Review 1940 : Wayfarer – American Gothic – English

Wayfarer explores new territories.

Three years after their previous album, the American band featuring Shane McCarthy (guitar, Lykotonon), Isaac Faulk (drums, Blood Incantation, Lykotonon, Stoic Dissention ex-Centimani), Jamie Hansen (bass/vocals, Lykotonon, ex-Centimani) and Joey Truscelli (guitar, ex-Kitezh) unveil American Gothic, their fifth album, on Century Media Records and Profound Lore Records.

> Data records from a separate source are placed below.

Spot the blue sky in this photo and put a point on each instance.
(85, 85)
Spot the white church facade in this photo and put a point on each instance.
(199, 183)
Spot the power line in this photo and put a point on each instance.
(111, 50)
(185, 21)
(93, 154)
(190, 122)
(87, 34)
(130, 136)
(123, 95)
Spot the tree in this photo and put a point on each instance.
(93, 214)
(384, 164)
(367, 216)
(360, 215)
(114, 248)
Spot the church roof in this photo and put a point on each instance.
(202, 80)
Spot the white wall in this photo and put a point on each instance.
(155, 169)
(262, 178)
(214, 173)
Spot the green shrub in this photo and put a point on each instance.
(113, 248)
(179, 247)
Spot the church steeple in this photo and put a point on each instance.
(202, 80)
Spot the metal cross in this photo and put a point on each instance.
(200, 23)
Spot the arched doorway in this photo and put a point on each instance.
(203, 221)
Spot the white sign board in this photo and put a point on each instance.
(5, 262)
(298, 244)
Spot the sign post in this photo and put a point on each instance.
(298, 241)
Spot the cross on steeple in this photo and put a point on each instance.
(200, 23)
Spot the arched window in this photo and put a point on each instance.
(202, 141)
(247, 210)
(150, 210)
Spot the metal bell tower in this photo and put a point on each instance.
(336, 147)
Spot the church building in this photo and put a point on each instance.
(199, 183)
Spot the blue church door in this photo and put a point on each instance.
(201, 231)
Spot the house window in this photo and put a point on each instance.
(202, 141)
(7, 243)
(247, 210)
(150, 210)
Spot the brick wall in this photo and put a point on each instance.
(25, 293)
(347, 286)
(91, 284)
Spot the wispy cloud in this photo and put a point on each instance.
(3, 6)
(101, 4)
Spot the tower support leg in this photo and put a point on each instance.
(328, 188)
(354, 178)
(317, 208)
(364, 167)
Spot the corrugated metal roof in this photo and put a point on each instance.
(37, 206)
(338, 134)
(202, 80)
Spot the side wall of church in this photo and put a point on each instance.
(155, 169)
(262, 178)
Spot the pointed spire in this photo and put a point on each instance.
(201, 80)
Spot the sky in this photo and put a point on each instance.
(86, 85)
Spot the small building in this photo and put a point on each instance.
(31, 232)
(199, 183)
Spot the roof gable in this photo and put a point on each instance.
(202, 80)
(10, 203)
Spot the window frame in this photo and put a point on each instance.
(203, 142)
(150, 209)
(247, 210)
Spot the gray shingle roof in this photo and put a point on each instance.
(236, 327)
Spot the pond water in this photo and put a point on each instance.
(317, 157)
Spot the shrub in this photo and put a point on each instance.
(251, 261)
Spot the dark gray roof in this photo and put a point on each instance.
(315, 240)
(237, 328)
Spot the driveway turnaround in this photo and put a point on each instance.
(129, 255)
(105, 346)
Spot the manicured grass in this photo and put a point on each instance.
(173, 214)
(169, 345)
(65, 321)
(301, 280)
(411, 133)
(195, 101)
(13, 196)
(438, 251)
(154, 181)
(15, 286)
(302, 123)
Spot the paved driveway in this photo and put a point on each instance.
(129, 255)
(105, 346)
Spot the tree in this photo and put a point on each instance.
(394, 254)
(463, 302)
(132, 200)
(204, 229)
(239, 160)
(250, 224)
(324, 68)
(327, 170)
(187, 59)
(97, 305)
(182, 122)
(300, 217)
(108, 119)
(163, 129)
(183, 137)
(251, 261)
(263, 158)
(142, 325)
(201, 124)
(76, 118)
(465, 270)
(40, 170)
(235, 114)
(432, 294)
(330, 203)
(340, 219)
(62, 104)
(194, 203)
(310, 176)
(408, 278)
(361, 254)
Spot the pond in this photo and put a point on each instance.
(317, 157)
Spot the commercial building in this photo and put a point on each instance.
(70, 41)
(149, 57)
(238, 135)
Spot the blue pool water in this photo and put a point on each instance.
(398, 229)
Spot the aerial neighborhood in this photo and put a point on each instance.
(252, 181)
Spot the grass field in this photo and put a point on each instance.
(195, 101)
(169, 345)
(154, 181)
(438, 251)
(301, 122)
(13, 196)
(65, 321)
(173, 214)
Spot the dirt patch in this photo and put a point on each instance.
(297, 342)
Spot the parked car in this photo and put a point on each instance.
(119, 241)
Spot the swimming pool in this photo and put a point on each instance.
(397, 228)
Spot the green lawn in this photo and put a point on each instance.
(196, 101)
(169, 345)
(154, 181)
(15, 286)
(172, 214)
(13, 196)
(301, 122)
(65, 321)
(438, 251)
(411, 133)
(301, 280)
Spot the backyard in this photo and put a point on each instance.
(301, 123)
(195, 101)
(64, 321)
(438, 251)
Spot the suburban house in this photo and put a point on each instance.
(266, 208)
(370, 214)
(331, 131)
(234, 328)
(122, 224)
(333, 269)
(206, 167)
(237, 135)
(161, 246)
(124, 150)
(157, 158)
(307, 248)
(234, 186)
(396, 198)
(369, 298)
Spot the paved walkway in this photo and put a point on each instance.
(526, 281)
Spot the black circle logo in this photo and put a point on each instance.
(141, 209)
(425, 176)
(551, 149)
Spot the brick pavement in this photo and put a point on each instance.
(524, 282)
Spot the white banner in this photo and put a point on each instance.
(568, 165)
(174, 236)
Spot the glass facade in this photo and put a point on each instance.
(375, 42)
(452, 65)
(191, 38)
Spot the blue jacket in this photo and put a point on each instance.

The album opens with the melancholy sounds straight from the American desert plains of The Thousand Tombs of Western Promise, before letting Black Metal roots anchor the composition in a darker dynamic. Howls also appear in the midst of the dissonant haunting rhythm, which the band energizes with a massive double kick, creating an intriguing contrast with the heady leads and calmer passages, but perfectly serving the waves of fury also found on the lengthy The Cattle Thief, a composition with a relatively heavy atmosphere where intense vocal parts meet scathing harmonics beneath virulent explosions. The majestic break barely allows us to breathe before the new surge suffocates us in its turn, followed by a slightly more soaring final that easily joins Reaper on the Oilfields and its airy touches complemented by vocals, acting as a restful interlude while remaining in the band’s universe. To Enter My House Justified returns to abrasive tones and saturated vocals before burying us under its darkness which the band will nevertheless shades with keyboards and intoxicating melodies, letting the flood of violence lead us to A High Plains Eulogy, which gradually unveils itself and also hypnotizes us. The riffs and their various effects make the short track extremely fast-paced and haunting, as do the strange sounds of 1934, which barely rouse us from slumber before plunging us back into it thanks to Black Plumes over God’s Country, which takes us on a journey between its dark eruptions and its more soothing parts. The mix wonderfully works, taking the best of each of the opposing universes to fuse them and make them complementary before letting a long solo guide us to the final, then to the vocal sample before False Constellation immediately takes over while adding its typical westerns-intriguing keyboard touches, while the different voices haunt the rhythm, making it as fascinating as ever.

American Gothic isn’t just another Wayfarer sequel. Their previous album already allowed unusual Western touches to live in an Atmospheric Black Metal basis, and the band manages to sublimate them with this opus, allowing them a more prominent place.